SystemView records and visualizes what happens on the device while it’s running. We can see the system tasks and interrupts, function calls, and log messages.
Figure 2 – SystemView recording execution of target.
Analyzing the System
To further analyze the behavior and verify this matches our design, we stop recording and save the events to a file. This enables us to re-do the analysis at a later point and store the record file for our documentation.
To stop and save a recording:
- Select Target > Stop Recording • Select File > Save Data
- Select a directory and filename for the record file
- Enter some information about the record
Now, we navigate to the first event of the record in the events list and start our analysis there.
Figure 3 – Recorded system information and first events.
In Figure 3, you can see the first events we recorded on the target. We get some information about the system—the CPU frequency, timestamp frequency used for event timestamps, application name, target device, OS name, and system time. All of this has been generated by the system instrumentation, which saved us from creating a more complex project in the analyzer tool. This information is also displayed along with some more recording statistics, in the System Information Window.
Figure 4 – Events and log messages of system initialization phase.
Next, as shown in the image above, we see the initialization phase of the system. Our key provisioning runs to write certificates and keys, and the system MQTT Task that handles communication with the broker is created. The Wi-Fi module is then initialized and connects to our network. We used some debug log messages in addition to the instrumentation.

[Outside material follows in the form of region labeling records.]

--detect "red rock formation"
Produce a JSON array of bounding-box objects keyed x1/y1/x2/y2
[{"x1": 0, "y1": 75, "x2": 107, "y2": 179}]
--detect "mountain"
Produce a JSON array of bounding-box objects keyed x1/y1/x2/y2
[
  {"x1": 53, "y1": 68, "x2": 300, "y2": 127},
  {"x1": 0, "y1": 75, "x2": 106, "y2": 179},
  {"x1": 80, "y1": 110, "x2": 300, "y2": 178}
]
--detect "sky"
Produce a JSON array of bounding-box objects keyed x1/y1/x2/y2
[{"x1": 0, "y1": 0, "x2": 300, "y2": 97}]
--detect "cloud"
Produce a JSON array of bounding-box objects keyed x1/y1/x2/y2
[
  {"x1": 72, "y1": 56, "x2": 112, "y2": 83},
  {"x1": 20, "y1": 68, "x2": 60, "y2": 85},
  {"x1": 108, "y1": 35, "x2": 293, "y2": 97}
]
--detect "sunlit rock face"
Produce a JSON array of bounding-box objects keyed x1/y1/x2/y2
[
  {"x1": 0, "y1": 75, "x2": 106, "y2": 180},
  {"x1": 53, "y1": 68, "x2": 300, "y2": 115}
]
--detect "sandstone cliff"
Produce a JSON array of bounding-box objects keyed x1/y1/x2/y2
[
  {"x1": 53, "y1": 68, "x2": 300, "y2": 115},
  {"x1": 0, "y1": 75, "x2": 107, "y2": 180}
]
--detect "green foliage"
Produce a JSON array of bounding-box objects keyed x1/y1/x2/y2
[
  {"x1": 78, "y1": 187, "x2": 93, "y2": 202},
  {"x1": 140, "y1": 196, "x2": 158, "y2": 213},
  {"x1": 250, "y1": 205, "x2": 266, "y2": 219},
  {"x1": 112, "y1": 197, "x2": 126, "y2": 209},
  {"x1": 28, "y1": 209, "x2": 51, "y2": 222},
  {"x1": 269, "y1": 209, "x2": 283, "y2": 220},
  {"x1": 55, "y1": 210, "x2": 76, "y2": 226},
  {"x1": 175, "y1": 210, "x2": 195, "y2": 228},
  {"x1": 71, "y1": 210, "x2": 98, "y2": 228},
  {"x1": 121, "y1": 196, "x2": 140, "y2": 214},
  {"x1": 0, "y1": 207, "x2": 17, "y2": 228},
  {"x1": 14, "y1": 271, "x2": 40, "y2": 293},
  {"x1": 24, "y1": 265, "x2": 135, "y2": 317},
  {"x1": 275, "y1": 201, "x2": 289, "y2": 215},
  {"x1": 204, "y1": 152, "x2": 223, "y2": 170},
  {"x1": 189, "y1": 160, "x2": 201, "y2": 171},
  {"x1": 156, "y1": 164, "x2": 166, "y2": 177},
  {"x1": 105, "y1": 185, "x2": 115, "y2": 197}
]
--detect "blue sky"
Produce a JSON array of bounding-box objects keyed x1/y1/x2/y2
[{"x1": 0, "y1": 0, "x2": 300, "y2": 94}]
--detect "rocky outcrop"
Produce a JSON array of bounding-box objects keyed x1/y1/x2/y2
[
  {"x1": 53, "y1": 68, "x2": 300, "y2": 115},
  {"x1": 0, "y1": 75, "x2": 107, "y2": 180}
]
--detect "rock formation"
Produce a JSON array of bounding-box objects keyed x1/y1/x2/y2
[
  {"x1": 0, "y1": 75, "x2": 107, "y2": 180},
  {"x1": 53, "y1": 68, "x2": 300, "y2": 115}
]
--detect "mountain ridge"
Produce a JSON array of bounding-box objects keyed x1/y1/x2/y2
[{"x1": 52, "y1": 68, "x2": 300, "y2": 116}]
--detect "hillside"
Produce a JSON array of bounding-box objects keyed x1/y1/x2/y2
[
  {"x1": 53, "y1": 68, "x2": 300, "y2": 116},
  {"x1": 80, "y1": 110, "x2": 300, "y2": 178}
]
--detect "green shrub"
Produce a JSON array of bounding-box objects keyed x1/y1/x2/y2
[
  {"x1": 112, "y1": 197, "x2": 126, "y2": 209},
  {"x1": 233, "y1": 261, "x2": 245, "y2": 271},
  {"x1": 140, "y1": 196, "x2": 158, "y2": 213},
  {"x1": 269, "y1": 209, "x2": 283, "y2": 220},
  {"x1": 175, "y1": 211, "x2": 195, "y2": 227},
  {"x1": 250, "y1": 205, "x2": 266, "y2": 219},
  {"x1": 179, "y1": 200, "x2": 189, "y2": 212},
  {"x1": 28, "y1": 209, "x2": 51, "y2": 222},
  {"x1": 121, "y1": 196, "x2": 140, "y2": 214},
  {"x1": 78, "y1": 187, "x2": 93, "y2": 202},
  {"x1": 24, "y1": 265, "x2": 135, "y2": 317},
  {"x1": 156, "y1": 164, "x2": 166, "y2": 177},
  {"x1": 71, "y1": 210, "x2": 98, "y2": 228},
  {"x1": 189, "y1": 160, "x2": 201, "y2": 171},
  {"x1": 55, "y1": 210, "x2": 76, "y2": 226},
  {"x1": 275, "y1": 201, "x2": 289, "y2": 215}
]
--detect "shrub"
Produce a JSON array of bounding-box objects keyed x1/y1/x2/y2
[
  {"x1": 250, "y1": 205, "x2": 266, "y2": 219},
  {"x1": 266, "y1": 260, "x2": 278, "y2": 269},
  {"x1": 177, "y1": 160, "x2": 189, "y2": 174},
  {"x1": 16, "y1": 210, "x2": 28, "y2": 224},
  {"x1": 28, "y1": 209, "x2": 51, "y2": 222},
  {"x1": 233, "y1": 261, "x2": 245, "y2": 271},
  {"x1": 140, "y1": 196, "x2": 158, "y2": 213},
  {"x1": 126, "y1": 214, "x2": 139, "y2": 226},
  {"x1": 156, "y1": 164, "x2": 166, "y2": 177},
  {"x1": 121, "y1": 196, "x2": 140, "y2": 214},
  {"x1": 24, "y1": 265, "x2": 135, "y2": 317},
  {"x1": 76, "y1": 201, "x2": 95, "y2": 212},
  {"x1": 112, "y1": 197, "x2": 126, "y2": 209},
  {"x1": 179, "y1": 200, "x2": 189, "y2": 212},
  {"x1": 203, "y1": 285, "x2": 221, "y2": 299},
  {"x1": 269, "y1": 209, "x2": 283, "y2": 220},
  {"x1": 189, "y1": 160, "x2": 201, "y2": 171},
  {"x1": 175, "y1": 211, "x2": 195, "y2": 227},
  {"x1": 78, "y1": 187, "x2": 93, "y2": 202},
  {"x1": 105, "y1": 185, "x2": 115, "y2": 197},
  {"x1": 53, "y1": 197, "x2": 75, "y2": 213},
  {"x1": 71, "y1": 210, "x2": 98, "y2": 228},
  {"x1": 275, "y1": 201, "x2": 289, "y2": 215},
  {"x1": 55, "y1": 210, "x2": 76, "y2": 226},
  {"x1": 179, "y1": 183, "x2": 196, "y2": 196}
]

These log messages are recorded by SystemView and shown in the host application with timestamp and context (i.e. the task) they have been printed from.
Figure 5 – Events and timeline on task creation; information about system tasks and interrupts.
After initialization, our Main Task is created and starts running. In Figure 5, we can see when a task is created, becomes ready for execution, and starts execution in the timeline. More information about priority and stack are available for each stack, along with run-time statistics.
In the Main Task, we can see that it sends a command to the MQTT Task to connect to the Message Broker and waits to receive a status from it. When the MQTT Task connected to the broker, it sends the status and the Main Task returns from the receive function. It then waits for an event and is put into idle.
Figure 6 – System idle time with tick interrupts; system wake-up by external interrupt.
When the system is idle, we only see the periodic SysTick interrupts that keep our system running (see the top of Figure 6). At some point, we also see another interrupt, ISR #56, happening (bottom of Figure 6). That must be the interrupt triggered by our button press.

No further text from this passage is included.